This is Why People Don’t Trust the Legal System

By Michael Baker

What constitutes “consent”?  That seems like such a simple question, and that’s because it is.  But leave it to a bunch of judges to turn the concept of consent upside down.

A California appellate court has overturned the rape conviction of a man who sneaked into a woman’s bedroom at night and had sex with her by pretending to be her boyfriend.  The man was convicted based on an obscure old California law that says that it constitutes rape to have sex with a woman by pretending to be her husband; the appellate court has decided that the law only applies to a married woman, and doesn’t apply when a woman is fooled into believing that the man she is having sex with is her boyfriend, fiancé, friend with benefits, or casual fling of choice.

The crux of the appellate opinion that overturned this conviction is that, technically speaking, the victim in this case consented to having sex with her faux BF, meaning that the act can’t constitute a rape unless the law provides for some exception, and that an exception is only provided for married women.  But that just seems incorrect.

The focus of the opinion is on whether the law applies to an unmarried woman who is fooled regarding the identity of her sexual partner.  But what the opinion should have focus on is the meaning of consent.  Has a person consented to having sex if she is incorrect about the identity of the person she is having with?  That’s the real question; it’s more complicated than reading a statute, and it’s what criminal courts are for.

Here, the court reasoned that the victim consented to having sex generally, regardless of her incorrect belief about who she was having sex with.  But clearly the idea of consent implies some level of knowledge and understanding on the part of the consenting party.  “I consent to sex with Person A” should not be equated with “I consent to sex with anyone who I can be duped into believing is Person A.”  If it is, the door is wide opened for any sneaky perv with a knack for impersonating the voice and mannerisms of a totally studly gentleman.

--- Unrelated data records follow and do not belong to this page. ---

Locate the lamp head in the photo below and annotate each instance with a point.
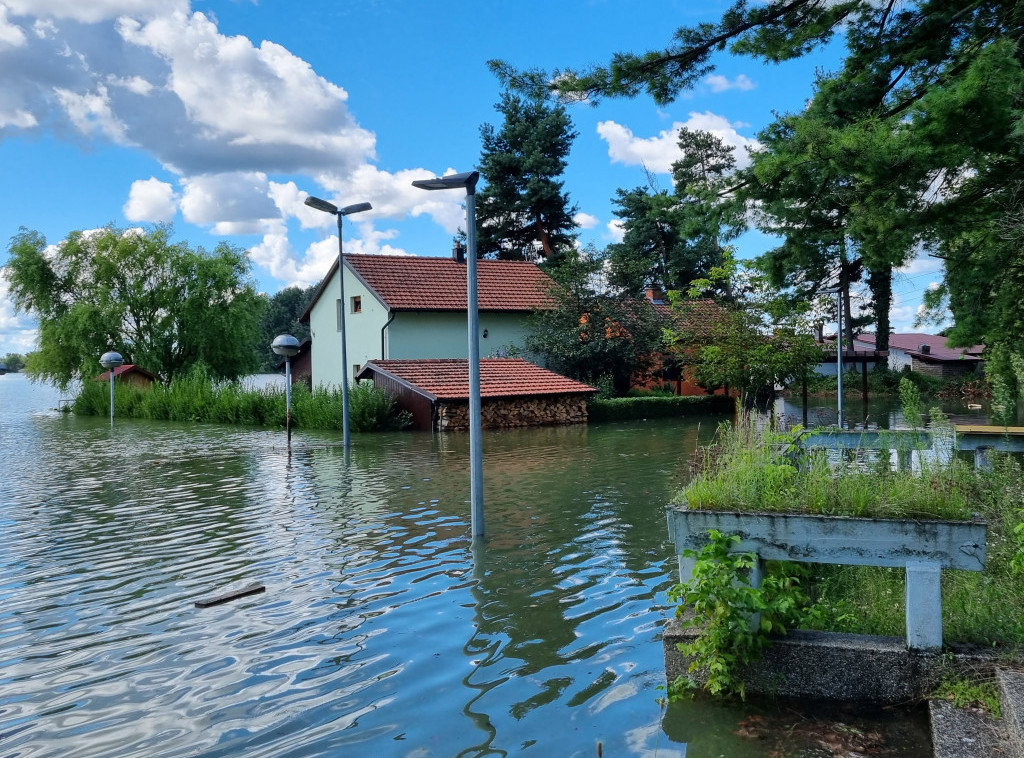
(466, 179)
(355, 208)
(322, 205)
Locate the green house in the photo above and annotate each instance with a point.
(404, 307)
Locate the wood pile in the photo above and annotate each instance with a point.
(507, 413)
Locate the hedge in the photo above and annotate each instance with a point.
(654, 407)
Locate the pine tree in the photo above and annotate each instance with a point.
(522, 213)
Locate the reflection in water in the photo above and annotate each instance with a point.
(383, 630)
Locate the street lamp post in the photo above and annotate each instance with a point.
(323, 205)
(111, 361)
(287, 345)
(468, 181)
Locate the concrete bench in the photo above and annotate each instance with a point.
(924, 548)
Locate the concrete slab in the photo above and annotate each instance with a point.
(841, 667)
(1011, 685)
(966, 732)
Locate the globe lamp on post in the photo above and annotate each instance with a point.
(467, 181)
(323, 205)
(112, 361)
(287, 345)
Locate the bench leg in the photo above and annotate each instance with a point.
(924, 605)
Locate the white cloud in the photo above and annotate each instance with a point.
(10, 34)
(719, 83)
(658, 153)
(17, 332)
(151, 200)
(616, 232)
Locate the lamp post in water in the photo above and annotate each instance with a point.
(323, 205)
(467, 180)
(287, 345)
(111, 361)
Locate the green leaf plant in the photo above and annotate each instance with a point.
(734, 620)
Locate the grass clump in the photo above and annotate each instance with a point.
(751, 470)
(195, 398)
(747, 470)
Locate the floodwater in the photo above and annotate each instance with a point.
(382, 630)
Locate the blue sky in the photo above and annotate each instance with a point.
(219, 116)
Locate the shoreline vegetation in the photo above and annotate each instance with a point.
(197, 398)
(747, 469)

It might not always be the case that consent implies this kind of knowledge.  In the field of contract law, for example, a party generally cannot weasel out of a contract because they were unaware of the identity of the other contracting party (as long as the other party still holds up their end of the bargain).  But clearly there’s something different about consenting to have sex.

Given the extremely personal (as opposed to economic or purely utilitarian) nature of the act, the person who you’re having sex with should generally be as important, or more important, than the act of having sex itself.  Your choice of sexual partner is integral to your choice to have sex, and to deny that as the appellate court has in this case is to ignore something that everyone understands to be true.

This sort of overly-formalistic approach to the law is what makes people think of lawyers as crafty and dishonest, and judges as rigidly out of touch.